La fecha de vencimiento es muy importante para determinar si el producto está en condiciones de ser consumido. Por eso, al comprar un producto es preferible que la fecha de vencimiento sea lo más lejana posible, teniendo en cuenta que la duración de los productos cosméticos se extiende entre dos y tres años.

En el envase secundario, en cambio, debe constar el responsable de la elaboración del producto. Este dato se presenta como un número de legajo que identifica el laboratorio elaborador.
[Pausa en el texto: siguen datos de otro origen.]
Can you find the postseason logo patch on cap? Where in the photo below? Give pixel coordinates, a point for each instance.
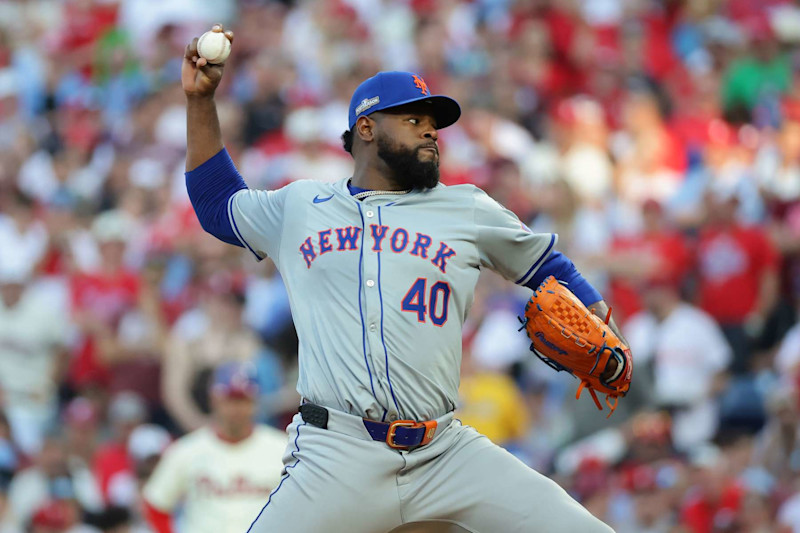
(366, 103)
Los laboratorios autorizados son controlados por la Administración Nacional de Medicamentos, Alimentos y Tecnología –ANMAT–, en cuyo sitio web se puede encontrar el listado y, con el número de legajo, saber exactamente cuál de ellos elaboró determinado producto.

La caja también debe expresar el peso del producto siempre expresado en gramos, aun si se trata de un líquido.

Otro dato relevante es la declaración de ingredientes, que es la lista de componentes que contiene un producto. Los ingredientes se expresan en orden decreciente, es decir, el primero que figura en la lista es el más abundante. Por eso, en muchos productos encontramos el agua en primer lugar.

Al leer en una etiqueta “mineral oil” debemos saber que se trata de vaselina y que, por lo tanto, el producto es de bajo costo y no exactamente para tratamientos. Si el producto declara tener colágeno o hialurónico, por ejemplo, y esos nombres se encuentran casi al final de la etiqueta, hay que pensar que la cantidad de los activos es mínima y casi no tendrá incidencia positiva en los resultados. Por eso, los productos de calidad y con una buena concentración de activos presentarán los nombres de esos activos de la mitad para arriba de la lista, mientras que los productos de baja calidad y/o escasa concentración los mencionarán de la mitad de la lista hacia abajo.

Por último, los datos consignados en los envases, tanto primario como secundario, deben ser veraces. De otro modo, los organismos de control consideran que la empresa responsable está cometiendo fraude y aplica importantes penalizaciones.

 

Frente a las promesas que nos hacen sobre muchos de los productos cosméticos que hay en el mercado, mirar con atención las etiquetas nos permite comprar lo que queremos comprar y saber lo que estamos comprando.